Il giorno dopo il verdetto del gip del tribunale di Agrigento, Alessandra Vella, che ha fatto della Rackete una donna libera, non accogliendo le pesanti accuse formulate dalla procura riguardo all'operato, perché sì il comandante ha infranto il blocco navale non fermandosi all'alt della Guardia di finanza e sì ha speronato (volutamente anche secondo il gip) una motovedetta delle Fiamme gialle, mettendo a rischio la vita dell'equipaggio (anche se il magistrato ridimensiona l'accaduto), ma porta pazienza, l'ha fatto, secondo il gip, mentre eseguiva un compito, per cui è giustificata, Rackete appare distesa dal momento che riesce anche a scherzare con la portavoce della Sea Watch, Giorgia Linardi: «Mi ha chiesto se era il caso di migrare in Australia ad occuparsi di albatros» ha detto la Linardi nella conferenza stampa convocata dalle associazioni alla stampa estera. Più che altro, forse, dovrebbe essere contenta di essere stata strumento per fornire alle Ong il via libera a entrare a piacimento nei porti italiani carichi di immigrati, senza preoccuparsi oltre di mancate autorizzazioni e di far danni a cose o persone. «Mi ha detto di ringraziare i legali per il lavoro fatto insieme perché Carola ha usato il tempo dell'isolamento per ricostruire l'accaduto ha proseguito e mi ha chiesto di mandare rassicurazioni e saluti all'equipaggio». E poi aggiunge: «La capitana sta bene. Ha trascorso tre giorni di isolamento, non si rende conto della risonanza che la vicenda sta avendo».
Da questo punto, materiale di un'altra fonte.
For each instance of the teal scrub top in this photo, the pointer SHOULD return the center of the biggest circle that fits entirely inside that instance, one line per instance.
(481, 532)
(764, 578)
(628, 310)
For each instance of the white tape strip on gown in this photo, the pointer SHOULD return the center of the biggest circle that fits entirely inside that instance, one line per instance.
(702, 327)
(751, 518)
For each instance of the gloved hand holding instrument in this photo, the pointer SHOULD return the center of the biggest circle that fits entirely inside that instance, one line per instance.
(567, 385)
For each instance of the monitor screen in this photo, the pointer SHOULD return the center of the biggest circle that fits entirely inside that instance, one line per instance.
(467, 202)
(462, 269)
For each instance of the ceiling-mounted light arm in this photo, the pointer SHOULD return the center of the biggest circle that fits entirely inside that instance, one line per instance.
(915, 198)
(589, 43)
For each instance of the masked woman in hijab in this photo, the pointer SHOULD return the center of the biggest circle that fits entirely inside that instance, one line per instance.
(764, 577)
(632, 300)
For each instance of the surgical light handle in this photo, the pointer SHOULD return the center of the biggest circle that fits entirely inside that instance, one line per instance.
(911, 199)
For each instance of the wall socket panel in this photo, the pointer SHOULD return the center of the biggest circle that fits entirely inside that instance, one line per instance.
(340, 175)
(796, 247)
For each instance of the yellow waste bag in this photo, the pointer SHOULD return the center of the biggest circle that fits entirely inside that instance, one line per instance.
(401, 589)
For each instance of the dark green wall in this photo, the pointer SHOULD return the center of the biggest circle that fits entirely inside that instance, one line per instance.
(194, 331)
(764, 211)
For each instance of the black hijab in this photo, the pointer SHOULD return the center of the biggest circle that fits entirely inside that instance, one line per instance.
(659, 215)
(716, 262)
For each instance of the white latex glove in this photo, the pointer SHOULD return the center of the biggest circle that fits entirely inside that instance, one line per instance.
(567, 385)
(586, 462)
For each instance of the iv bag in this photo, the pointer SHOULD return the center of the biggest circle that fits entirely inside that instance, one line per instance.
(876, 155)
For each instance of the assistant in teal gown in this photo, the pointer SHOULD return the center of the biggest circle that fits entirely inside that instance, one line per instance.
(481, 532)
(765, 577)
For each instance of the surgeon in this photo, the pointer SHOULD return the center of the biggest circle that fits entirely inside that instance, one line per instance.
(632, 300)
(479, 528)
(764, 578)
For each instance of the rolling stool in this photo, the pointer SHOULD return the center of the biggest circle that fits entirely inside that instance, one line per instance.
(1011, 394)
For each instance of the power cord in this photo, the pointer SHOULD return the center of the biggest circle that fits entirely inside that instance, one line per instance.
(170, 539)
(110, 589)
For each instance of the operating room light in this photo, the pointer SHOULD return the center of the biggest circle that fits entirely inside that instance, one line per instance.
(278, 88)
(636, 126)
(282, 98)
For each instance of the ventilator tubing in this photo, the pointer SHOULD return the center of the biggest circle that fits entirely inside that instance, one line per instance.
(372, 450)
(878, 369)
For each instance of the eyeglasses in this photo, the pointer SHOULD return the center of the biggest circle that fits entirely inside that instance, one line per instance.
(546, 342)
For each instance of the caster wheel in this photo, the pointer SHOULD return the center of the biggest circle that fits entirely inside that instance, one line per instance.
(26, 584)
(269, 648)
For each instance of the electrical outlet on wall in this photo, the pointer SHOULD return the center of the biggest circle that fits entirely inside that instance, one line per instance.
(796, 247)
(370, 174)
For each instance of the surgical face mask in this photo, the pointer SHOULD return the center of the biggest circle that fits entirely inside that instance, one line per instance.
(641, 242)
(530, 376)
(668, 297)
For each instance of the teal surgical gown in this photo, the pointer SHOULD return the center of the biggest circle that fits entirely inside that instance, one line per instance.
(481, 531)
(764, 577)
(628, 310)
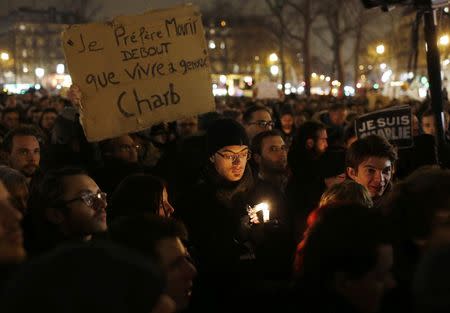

Non poteva mancare l'affondo al governo, che però si abbatte inesorabilmente anche su quella importante fetta di italiani che, concordi o meno sulla destinazione in Italia degli immigrati voluta a tutti i costi dalla Sea Watch, comunque sono rimasti straniti dal verdetto sulla Rackete, cui viene perdonato ogni reato per la «scriminante» legata all'avere agito «all'adempimento di un dovere», quello di salvare.
Ecco le parole della Linardi: «Che una nave umanitaria venga considerata la più urgente minaccia all'ordine pubblico, credo che questo renda ridicolo il Paese. L'ordinanza ristabilisce ordine sulla gerarchia delle norme e restituisce dignità al Paese».